First, patients will receive a daily oral dose of CAB 30mg + RPV 25mg for at least 28 days. At the first month visit, patients will be dosed with CAB 600 mg + RPV 900 mg IM injections, followed by CAB 400mg + RPV 600mg IM injections monthly from the second until the fifth month. Starting the sixth month, participants will receive monthly doses of CAB 600mg + RPV 900mg IM injections until the twelfth month.

The listing specified that this study received an FDA IND exemption as this is a pilot study and does not intend to change the product labelling.

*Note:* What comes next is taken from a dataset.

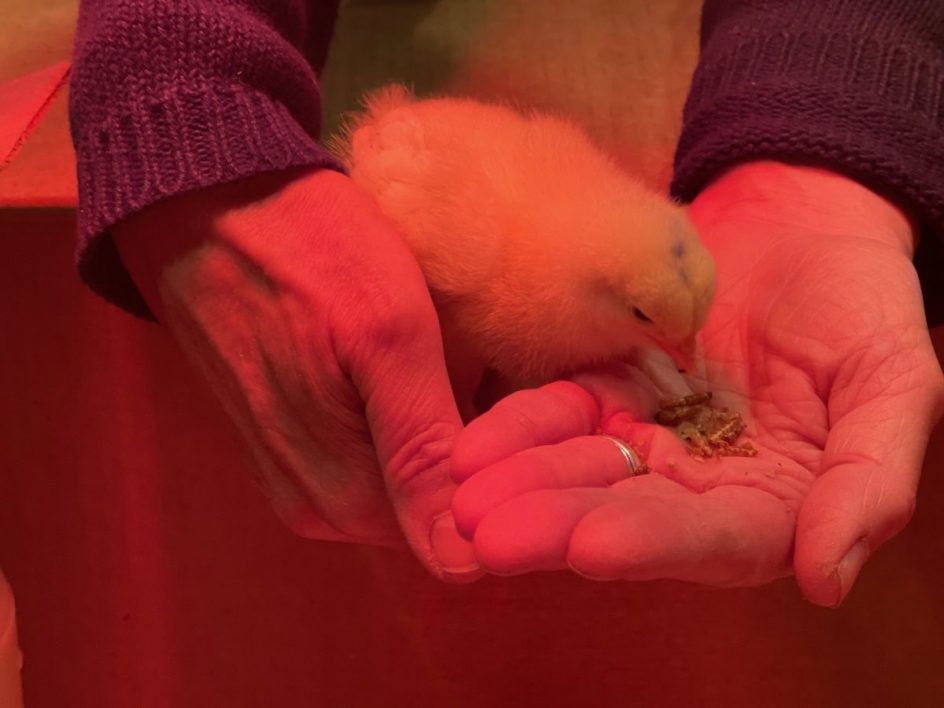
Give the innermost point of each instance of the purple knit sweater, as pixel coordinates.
(168, 97)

The trial is estimated to start in January 2023 and complete the primary outcome by December 2024, according to

Switching ART in virologically suppressed PWH

Mahasarakham University in Thailand is recruiting 268 Thai PWH who are virologically suppressed and taking Gilead Sciences’ Atripla, a fixed-dose ART containing efavirenz, emtricitabine, and tenofovir disoproxil.

The study aims to evaluate the virologic and renal outcomes after switching from Atripla to fixed-dose combinations of tenofovir, lamivudine, and dolutegravir (TDF/3TC/DTG), also known as TLD, or dolutegravir and lamivudine (DTG/3TC).

The randomised and open-label trial (TCTR20221117001) will start in January 2023. The primary outcome will measure the glomerular filtration rate at 24 and 48 weeks. In the TLD active comparator arm, patients will receive a fixed daily oral dose of 50mg of DTG, 300mg of 3TC and 300mg of TDF. In the DTG/3TC arm, participants will receive a daily oral dose of 50mg DTG and 300mg of 3TC.

The study has not started recruitment. The anticipated study completion date is May 2024, according to the listing.